My Couchbase business update with Bob Wiederhold was very interesting, but it didn’t answer much about the actual Couchbase product. For that, I talked with Dustin Sallings. We jumped around a lot, and some important parts of the Couchbase product haven’t had their designs locked down yet anyway. But here’s at least a partial explanation of what’s up.
memcached is a way to cache data in RAM across a cluster of servers and have it all look logically like a single memory pool, extremely popular among large internet companies. The Membase product — which is what Couchbase has been selling this year — adds persistence to memcached, an obvious improvement on requiring application developers to write both to memcached and to non-transparently-sharded MySQL. The main technical points in adding persistence seem to have been:
- A persistent backing store (duh), namely SQLite.
- A change to the hashing algorithm, to avoid losing data when the cluster configuration is changed.
Couchbase is essentially Membase improved by integrating CouchDB into it, with the main changes being:
- Changing the backing store to CouchDB (duh). This will be in the first Couchbase release.
- Adding cross data center replication on CouchDB’s consistency model. This will not, I believe, be in the first Couchbase release.
- Offering CouchDB’s programming and query interfaces as an option. So far as I can tell, this will be implemented straightforwardly in the first Couchbase release, with elegance planned for later down the road.
Let’s drill down a bit into Membase/Couchbase clustering and consistency.
- When data is written to RAM in memcached, it immediately gets copied to another server. The same is of course true in Membase/Couchbase. The terminology on all this is confusing, but I think:
- The portion of data that is stored as a primary copy on any given server is called a “shard”.
- That would seem to make sense, as that data could correspond to what goes — non-transparently — into an instance of MySQL in a classical memcached/MySQL set-up.
- Updates are of course also banged to disk ASAP — but at times of heavy load, that can take a while. A few seconds to a couple of minutes is normal operation; if it takes an hour, you really should buy more hardware. (Or solid-state storage.)
- Similarly, the replication of data to a second machine’s RAM may not happen at times of heavy load — and that’s another sign you don’t have enough machines.
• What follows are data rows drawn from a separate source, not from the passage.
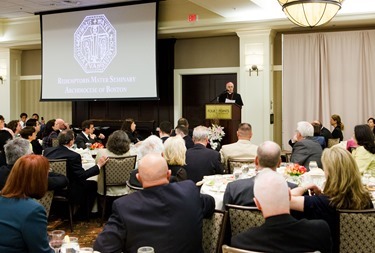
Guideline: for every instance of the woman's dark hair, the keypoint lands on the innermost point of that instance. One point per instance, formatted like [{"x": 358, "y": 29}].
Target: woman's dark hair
[
  {"x": 126, "y": 126},
  {"x": 28, "y": 178},
  {"x": 365, "y": 137},
  {"x": 49, "y": 127}
]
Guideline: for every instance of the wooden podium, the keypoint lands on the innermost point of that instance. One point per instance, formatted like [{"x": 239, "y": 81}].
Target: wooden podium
[{"x": 226, "y": 115}]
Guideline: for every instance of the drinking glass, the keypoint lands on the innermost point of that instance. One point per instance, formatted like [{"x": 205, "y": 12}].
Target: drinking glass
[
  {"x": 146, "y": 249},
  {"x": 56, "y": 239},
  {"x": 313, "y": 165}
]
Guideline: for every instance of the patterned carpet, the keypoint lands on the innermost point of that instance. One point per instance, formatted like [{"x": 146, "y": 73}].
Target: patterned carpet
[{"x": 86, "y": 231}]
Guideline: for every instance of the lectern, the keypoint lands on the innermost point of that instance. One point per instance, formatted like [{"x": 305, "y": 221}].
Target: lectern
[{"x": 226, "y": 115}]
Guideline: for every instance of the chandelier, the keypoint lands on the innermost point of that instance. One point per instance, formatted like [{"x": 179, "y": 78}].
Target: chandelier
[{"x": 310, "y": 13}]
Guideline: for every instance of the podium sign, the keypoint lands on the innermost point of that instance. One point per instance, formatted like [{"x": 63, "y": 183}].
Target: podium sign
[{"x": 218, "y": 111}]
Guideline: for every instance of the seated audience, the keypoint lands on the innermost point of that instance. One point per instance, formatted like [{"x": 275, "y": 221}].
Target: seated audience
[
  {"x": 23, "y": 221},
  {"x": 82, "y": 191},
  {"x": 51, "y": 132},
  {"x": 243, "y": 148},
  {"x": 167, "y": 217},
  {"x": 175, "y": 154},
  {"x": 17, "y": 148},
  {"x": 165, "y": 129},
  {"x": 200, "y": 160},
  {"x": 118, "y": 145},
  {"x": 129, "y": 127},
  {"x": 341, "y": 171},
  {"x": 306, "y": 149},
  {"x": 241, "y": 192},
  {"x": 37, "y": 148},
  {"x": 5, "y": 136},
  {"x": 338, "y": 127},
  {"x": 183, "y": 131},
  {"x": 87, "y": 135},
  {"x": 151, "y": 144},
  {"x": 281, "y": 232},
  {"x": 364, "y": 154}
]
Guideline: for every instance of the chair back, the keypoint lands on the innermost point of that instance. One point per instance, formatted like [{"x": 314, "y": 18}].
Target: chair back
[
  {"x": 357, "y": 230},
  {"x": 332, "y": 142},
  {"x": 117, "y": 170},
  {"x": 213, "y": 231},
  {"x": 228, "y": 249},
  {"x": 46, "y": 201},
  {"x": 238, "y": 162},
  {"x": 243, "y": 217},
  {"x": 58, "y": 166}
]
- Each Membase/Couchbase “shard” has lots of logical sub-shards.* (1024 for now, at least as default, although Dustin finds that number excessive and is looking to lower it.) So if you add a node, some of the sub-shards get sent over to the new node. Unlike the case for straight memcached, no data is lost from cache (and of course not also from the persistent store). Blocking of operations from such a move only happens in narrow time windows, and then only in edge cases.
*Edit: They’re called vbuckets.
So if we consider Membase technology alone, Couchbase is CA in the CAP Theorem. CouchDB, however, is gloriously AP in the CAP Theorem, in that it was written to assume an occasionally connected topology.* Based on that, Couchbase will allow AP operation between data centers (i.e. “stay synchronized if you can, to within the limitations of physics and so on, but don’t beat yourself up on the rare occasions that you can’t.”) I don’t know that that capability will quite be in the first release of Couchbase, but it’s coming soon.
*CouchDB also has other features friendly to occasionally-connected use cases, such as a lot of flexibility as to which parts of the database are or aren’t synced when you do reconnect. These are at the heart of the Couchbase Mobile offering.
memcached and Membase have a very simple key-value interface. CouchDB adds secondary indexes and so on. I think in the first release of Couchbase this is pretty much like having two different APIs for the same product; more elegant integration is planned down the road, and more language support as well.
The highest-performing way to use Couchbase will probably always be to just pretend it is Membase, which is to say memcached+. Dustin told me of Membase users who demanded 10-40 millisecond response times, and that not even for single queries but rather for sequences of several queries in succession. He further told me of customers asking for 1-200 microsecond response, and insisting on no worse than 1 millisecond. Frankly, the first requirement could be met by lots of technologies I can think of, at least if you don’t rely on disk; the second is thoroughly impossible if you rely on disk, and pretty demanding no matter what kind of hardware and storage you have.
Couchbase performance against disk is a work in progress. CouchDB started out 8X slower than SQLite as a backing store, apples to apples, but Couchbase is fixing that before they roll the product out. (After all, they wouldn’t want to slow the product down in the course of an upgrade.) Beyond that, when you do exploit the indexing capability of CouchDB, performance of course slows down. Work is underway to lower the performance hit; I imagine much improvement can indeed be made, given how few resources CouchDB has been able to devote to date to Bottleneck Whack-A-Mole.